Hapishanelerde pek çok sağlık hakkı ihlali yaşandığını kaydeden İHD, “2020 yılı başından bugüne kadar tespit edebildiğimiz kadarıyla  89 hasta mahpus yaşamını yitirmiştir. Bunların 23’ü Covid-19 nedeniyle yaşamını yitirmişken, 6’sı ise ölüm sınırına geldiklerinde tahliye edilmiş ve çok kısa bir zaman içinde ise yaşamlarını yitirmişlerdir” diye ekledi.

“Hasta mahpuslar bir devlet politikası olarak ya hapishanelerde ölüme terk edilmekte ya da hastalıkları nedeniyle ölüm sınırında tahliye edilmektedir. Bu durum açıkça yaşam hakkı ihlalidir” diyen İHD, taleplerini şöyle sıraladı:

-Hapishanelerde bulunan ağır hasta mahpusların tümü tam teşekkülü herhangi bir hastane raporuna istinaden derhâl salıverilmeli, tedavileri ailelerinin yanında sürdürülmeli ve sağlık sigortası devlet tarafından karşılanmalıdır,

-Resmi olmayan açıklamalara göre sadece 2020 yılında Adli Tıp Kurumu’nun 1330 kişiye hapishanede kalabilir raporu vermiştir. Tedavi ve bakım süreçlerinin hapishane koşullarında yürütülmesininimkansız olduğu mahpuslar için dahi ‘hapishanede kalabilir’ raporları verenAdli Tıp Kurumu, sağlık sebebiyle infazın ertelenmesi raporlarında son ve tek merci olmaktan çıkarılmalıdır,

-Sağlık sebebiyle infazın ertelenmesi kararlarında cumhuriyet savcılarının takdir yetkisi kaldırılmalı, hastanelerin verdiği raporlar esas alınarak cezaların infazları ertelenmelidir;

-Hasta mahpusların infaz ertelemesi önündeki “toplum güvenliği bakımından tehlike” kriteri kanundan çıkarılmalıdır,

-Hasta mahpusların infaz ertelemesinin önündeki engel teşkil eden infaz kanununun 25. maddesindeki “infaza ara verilemeyeceğine” dair düzenleme ile 107. maddenin 16 fıkrasındaki düzenleme kaldırılmalıdır,

-AİHM’nin Kaytan/Türkiye kararı uyarınca mahpusların müddetnamelerinde yaşları ve sağlık durumları dikkate alınarak tahliye olabilecekleri uygun bir tarih yer almalıdır,

-AİHM’nin Gülay Çetin/Türkiye kararında belirttiği hususlara uyulmalı, hasta mahpusların tahliye edilmemesinin AİHS’nin 3. maddesinin ihlali olduğu hatırda tutulmalıdır,

-5275 sayılı Ceza İnfaz Yasası’nın 16. Maddesi uyarınca; ihtiyaç duydukları tedaviye hapishanede erişemeyen ağır hasta mahpusların gerekli tedavilerinin dışarıda gerçekleşmesi için tam teşekküllü hastanelerin sağlık kurulları ve bağımsız hekimlerin düzenleyeceği raporlar üzerine, ağır hasta mahpusların infazlarının ertelenmesi sağlanmalıdır.

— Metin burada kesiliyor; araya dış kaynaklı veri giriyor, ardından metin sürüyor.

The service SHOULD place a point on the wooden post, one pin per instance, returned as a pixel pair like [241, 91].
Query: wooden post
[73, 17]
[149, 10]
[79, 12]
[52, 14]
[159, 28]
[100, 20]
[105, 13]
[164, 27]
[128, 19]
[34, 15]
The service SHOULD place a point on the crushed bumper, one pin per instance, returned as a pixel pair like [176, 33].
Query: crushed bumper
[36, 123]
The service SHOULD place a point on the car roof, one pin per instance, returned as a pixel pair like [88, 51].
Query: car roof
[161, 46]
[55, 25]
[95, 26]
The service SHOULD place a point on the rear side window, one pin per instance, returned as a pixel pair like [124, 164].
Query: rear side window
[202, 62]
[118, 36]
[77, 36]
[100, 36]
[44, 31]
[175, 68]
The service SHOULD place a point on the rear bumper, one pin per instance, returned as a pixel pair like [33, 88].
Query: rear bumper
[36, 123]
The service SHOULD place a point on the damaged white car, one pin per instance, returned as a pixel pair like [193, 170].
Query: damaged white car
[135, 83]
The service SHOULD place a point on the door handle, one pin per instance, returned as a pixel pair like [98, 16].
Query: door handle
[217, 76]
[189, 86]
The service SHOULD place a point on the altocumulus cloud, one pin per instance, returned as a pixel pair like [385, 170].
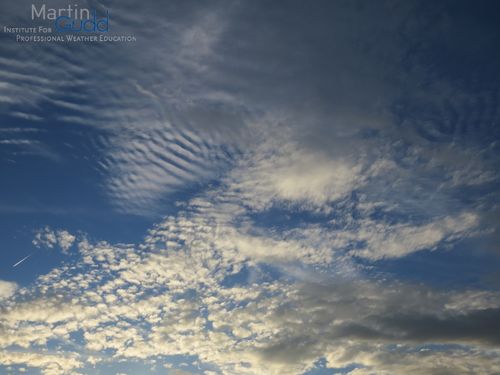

-Bizler insan hakları savunucuları olarak, ayrım gözetilmeksizin ve siyasi konjonktüre göre davranılmaksızın başta ağır  hasta mahpuslar olmak üzere bütün hasta mahpusların serbest bırakılmasını;  hasta mahpusların sağlık hakkına erişimlerinin sağlanmasını, hasta mahpusların tam teşekküllü hastanelerde tedavilerinin yapılmasını talep ediyoruz. Özgürlüğünden yoksun bırakılan kişilerin yaşam hakları konusunda devletlerin pozitif yükümlülük altında olması nedeniyle bir kez daha Adalet Bakanlığını ve tüm yetkili kurumları sorumluluk almaya davet ediyoruz.